[SciPy-user] Combinatoric/Statistics: length of longest sequence

Dr. Hans Georg Krauthaeuser hgk at et.uni-magdeburg.de
Mon Oct 30 03:03:04 EST 2006


A. M. Archibald wrote:
> On 29/10/06, Dr. Hans Georg Krauthaeuser <hgk at et.uni-magdeburg.de> wrote:
>> Dear All,
>>
>> I have a 2d-array A of p-values (coming from pairwise statistical tests
>> of N datasets). N is typically in the range of 100-1000. Now, given a
>> certain threshold, I want to find the longest subset S of range(N), so
>> that A[i][j]>threshold for all i,j from S.
> 
> It's not quite clear, here, whether you want the longest *contiguous*
> subset ({2,3,4,5,6}) or the largest arbitrary subset ({2,17,21,22}).

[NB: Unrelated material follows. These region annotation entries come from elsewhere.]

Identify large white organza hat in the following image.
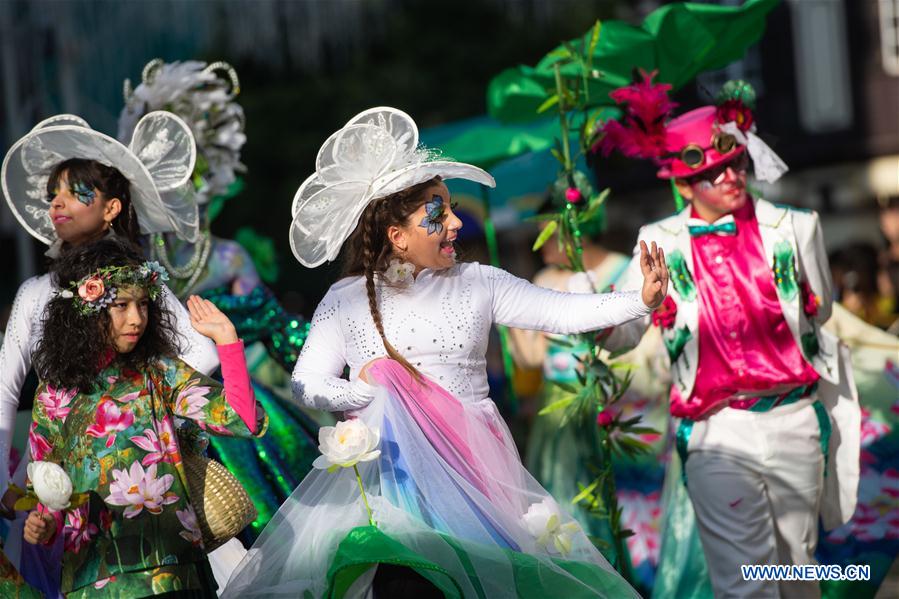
[0,111,199,245]
[118,58,247,206]
[290,106,496,268]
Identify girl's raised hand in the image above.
[640,241,668,310]
[187,295,238,345]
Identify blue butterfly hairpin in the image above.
[72,181,97,206]
[418,195,443,235]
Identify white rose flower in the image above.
[521,498,579,555]
[27,462,72,512]
[312,419,381,472]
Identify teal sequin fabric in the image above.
[201,285,319,541]
[201,285,309,372]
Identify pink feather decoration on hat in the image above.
[593,69,676,158]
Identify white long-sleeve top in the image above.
[0,274,219,495]
[293,263,650,411]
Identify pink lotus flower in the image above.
[28,422,53,462]
[85,400,134,447]
[651,295,677,329]
[801,281,821,318]
[565,187,584,204]
[115,391,141,403]
[106,460,178,518]
[37,385,78,422]
[596,410,613,426]
[175,505,203,546]
[94,576,115,589]
[827,468,899,542]
[78,277,106,302]
[130,418,181,466]
[63,504,100,553]
[618,491,662,567]
[175,381,209,428]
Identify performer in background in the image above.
[601,75,859,597]
[225,107,668,597]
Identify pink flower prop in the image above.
[175,505,203,546]
[652,295,677,329]
[802,281,821,318]
[37,385,78,422]
[175,382,209,428]
[85,400,134,447]
[94,576,115,589]
[715,100,753,131]
[106,461,178,518]
[130,418,181,466]
[78,277,106,302]
[28,422,53,462]
[63,504,100,553]
[565,187,584,204]
[596,410,613,426]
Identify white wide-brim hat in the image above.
[290,106,496,268]
[0,111,199,245]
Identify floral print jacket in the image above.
[28,358,266,598]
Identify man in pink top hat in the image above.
[599,75,860,598]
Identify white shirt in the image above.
[293,263,650,411]
[0,274,219,495]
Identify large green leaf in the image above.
[487,0,779,123]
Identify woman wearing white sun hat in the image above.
[224,107,668,597]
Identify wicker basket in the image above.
[181,452,256,553]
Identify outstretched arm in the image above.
[488,244,668,334]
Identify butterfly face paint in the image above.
[72,181,97,206]
[418,194,444,235]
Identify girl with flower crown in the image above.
[119,59,333,544]
[24,238,267,598]
[225,108,668,597]
[0,112,224,596]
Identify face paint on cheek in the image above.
[418,195,443,235]
[72,181,97,206]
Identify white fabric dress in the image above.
[224,263,649,598]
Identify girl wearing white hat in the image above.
[225,107,668,597]
[0,112,218,584]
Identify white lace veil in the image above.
[290,106,496,268]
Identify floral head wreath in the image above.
[290,106,496,268]
[119,58,247,205]
[59,262,169,316]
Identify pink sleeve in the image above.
[216,341,256,433]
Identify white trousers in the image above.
[686,396,824,599]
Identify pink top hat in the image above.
[656,106,746,179]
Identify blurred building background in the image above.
[0,0,899,319]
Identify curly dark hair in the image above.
[47,158,140,244]
[33,237,179,393]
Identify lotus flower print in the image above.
[27,461,72,512]
[64,505,100,553]
[85,400,134,447]
[106,461,178,518]
[28,422,53,461]
[175,506,203,545]
[312,419,381,472]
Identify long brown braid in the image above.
[343,177,440,381]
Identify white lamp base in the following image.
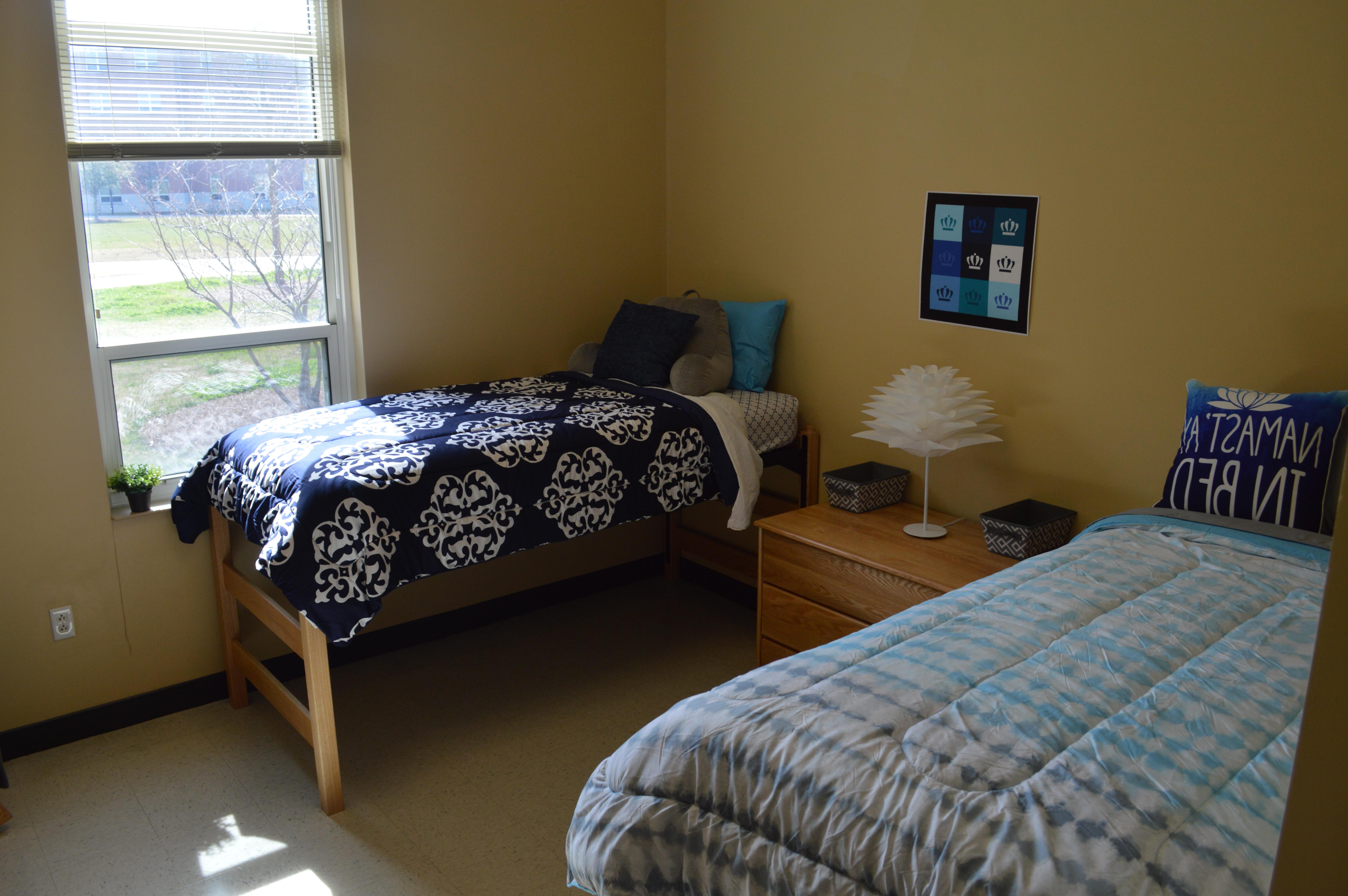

Oh well, sorry for being not precise enough. I'm searching for the
largest arbitrary subset.

> 
>> Unfortunately, the array A is not 'sparse', i.e. a lot of pairs (i,j)
>> will fulfill A[i][j]>threshold (typically ~50% of the elements).
>>
>> All I can think of are brute force algorithms that probably will run
>> forever because of the large number of possible combinations to check.
> 
> If you want the longest contiguous subset, for N=1000 that's only of
> order a million operations for a brute-force algorithm (for each
> starting element, see how long the run is), so unless you want to do
> it lots of times I wouldn't worry. If you do, some Numeric cleverness
> might allow you to move some of the heavy lifting to C, though for
> simple indexing calculations pure python can be plenty fast.
> 
> If you want the largest arbitrary subset, that's going to be
> expensive, and it bears an unnerving resemblance to the subset-sum
> problem. I can imagine an expensive  recursive algorithm that would do
> it without too much pain, though the space to search is so huge you're
> liable to be taking a very long time. However you go about it, you may
> be better off using python's set datatype (for element i, form the set
> of all elements j for which A[i][j]>threshold).
> 
> I've attached a demonstration program that solves both interpretations
> of your problem; the difficult one appears to bog down seriously
> around N=200 (with p=0.5) but the easy one runs into memory problems
> before taking too long.
> 
> A. M. Archibald
> 
> 

Thanks a lot for your hints and for the example code. I will check what
I can do with it. I'll be back when I have some results.